To put the COVID-19 pandemic in the rearview mirror and prevent other coronaviruses from causing havoc, the world needs an arsenal of measures to prevent and treat these infections. To develop new medications, researchers are working to target one protein, nsp13, that these viruses need to replicate. In a study in ACS Infectious Diseases, one team describes a new approach to identifying molecules that interfere with this protein, a step toward development of pan-coronavirus antivirals.

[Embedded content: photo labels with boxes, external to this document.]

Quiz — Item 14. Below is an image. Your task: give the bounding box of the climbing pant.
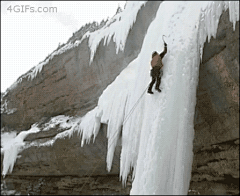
[148,66,163,91]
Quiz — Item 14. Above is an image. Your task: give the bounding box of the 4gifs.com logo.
[7,5,57,13]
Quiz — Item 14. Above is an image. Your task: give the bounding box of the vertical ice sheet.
[66,1,239,195]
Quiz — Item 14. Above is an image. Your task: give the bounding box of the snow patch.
[78,1,239,195]
[1,124,40,177]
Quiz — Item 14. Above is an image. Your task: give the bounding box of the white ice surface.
[5,1,147,94]
[75,1,239,195]
[2,1,239,195]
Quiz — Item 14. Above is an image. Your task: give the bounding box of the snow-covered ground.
[1,1,239,195]
[74,1,239,195]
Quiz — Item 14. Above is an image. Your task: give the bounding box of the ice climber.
[148,42,167,94]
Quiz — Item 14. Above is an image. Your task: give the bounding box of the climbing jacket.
[151,45,167,69]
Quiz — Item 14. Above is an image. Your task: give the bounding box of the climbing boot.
[148,90,153,94]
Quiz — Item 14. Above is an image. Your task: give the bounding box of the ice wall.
[76,1,239,195]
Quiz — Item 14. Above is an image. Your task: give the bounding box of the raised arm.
[159,43,167,58]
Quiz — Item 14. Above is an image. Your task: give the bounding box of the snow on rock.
[1,124,40,177]
[1,115,81,177]
[3,1,147,94]
[82,1,147,64]
[78,2,239,195]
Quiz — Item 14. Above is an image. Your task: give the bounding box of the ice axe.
[162,35,166,43]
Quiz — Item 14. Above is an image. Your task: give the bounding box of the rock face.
[1,2,239,195]
[1,2,160,130]
[190,11,239,195]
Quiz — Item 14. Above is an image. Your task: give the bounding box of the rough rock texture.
[1,2,160,130]
[190,11,239,195]
[2,2,239,195]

While vaccines prepare the immune system to fight off the virus, antiviral medications treat infections that have already begun by interfering with an essential part of the viral machinery. Some antivirals, including remdesivir, molnupiravir and nirmatrelvir, are already available for COVID-19 patients; however, health authorities want additional options that disrupt infection in different ways. Researchers have identified a promising new target within SARS-CoV-2 and other coronaviruses, a protein called nsp13. It is an enzyme that works with other viral proteins to help copy the pathogen’s genetic code by unwinding its double-stranded viral RNA. Nsp13 fuels this work by breaking bonds between phosphate groups, including those in the energy-storing molecule known as adenosine triphosphate (ATP). Nsp13 is also involved in capping the viral RNA, which protects it from the human immune system. To speed up the search for drugs that block nsp13, Masoud Vedadi and colleagues developed a new way to screen large numbers of molecules to identify those with the most potent activity.

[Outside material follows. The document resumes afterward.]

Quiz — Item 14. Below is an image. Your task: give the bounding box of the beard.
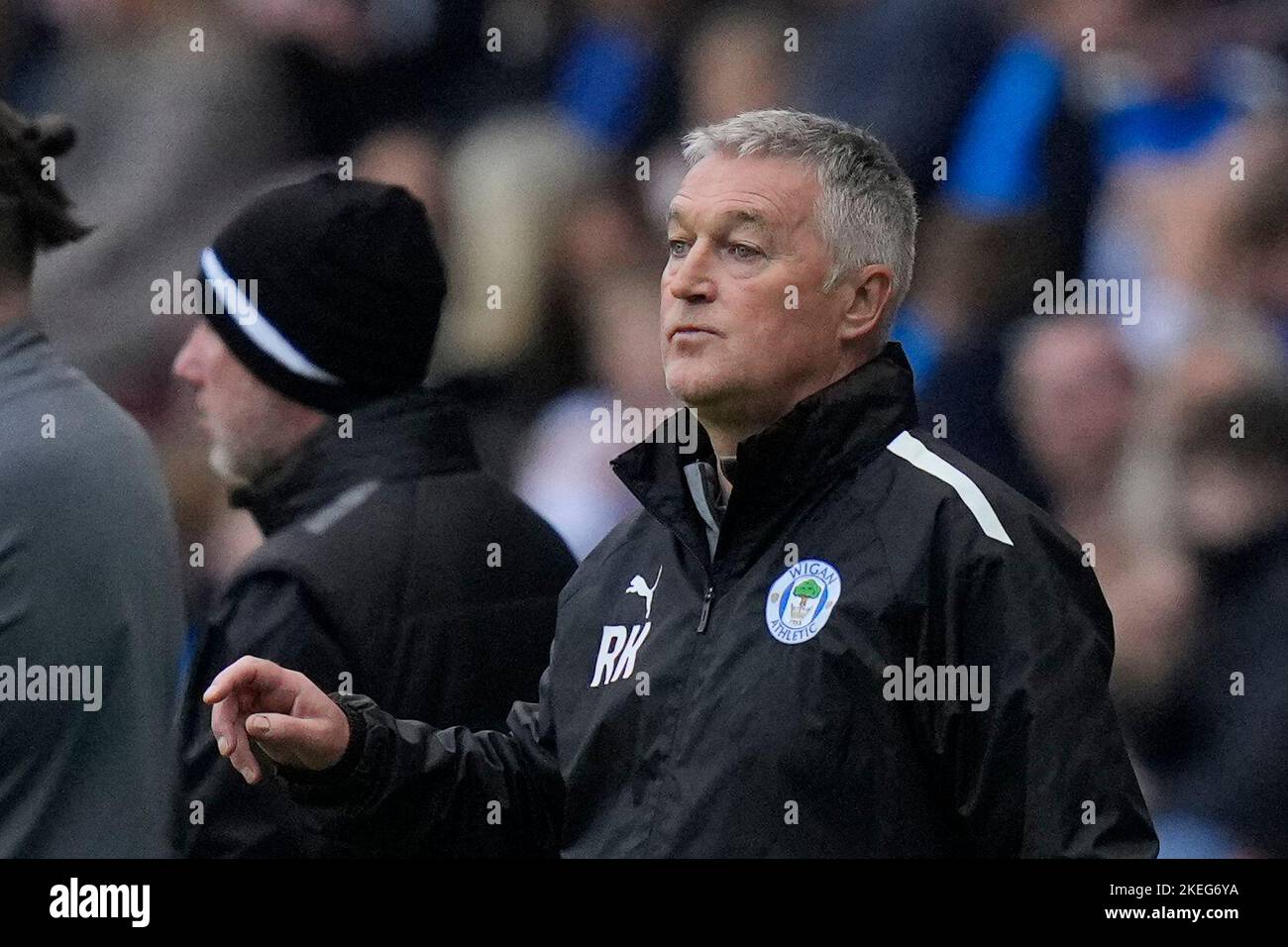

Because nsp13’s energy-releasing activity increases in the presence of single-stranded nucleic acids, the team devised tests that focus on this activity in the presence and absence of single-stranded DNA. In both cases, the tests glow more brightly when less ATP is broken down, which occurs when something is interfering with nsp13. They used one of these tests to screen a library of 5,000 small molecules, turning up 17 promising results. Additional work, including performing the second test, narrowed the field to only six compounds — potential starting points for the development of future, more-potent nsp13 inhibitors, according to the researchers. The new tests, meanwhile, could be used to efficiently screen large numbers of small molecules for activity against nsp13, or to confirm results from other approaches, they say. The authors acknowledge funding from the University of Toronto (Toronto COVID-19 Action Initiative-2020) and support of the Structural Genomics Consortium, University of Toronto site.
The paper’s abstract will be available on July 13 at 8 a.m. Eastern time here: http://pubs.acs.org/doi/abs/10.1021/acsinfecdis.2c00165.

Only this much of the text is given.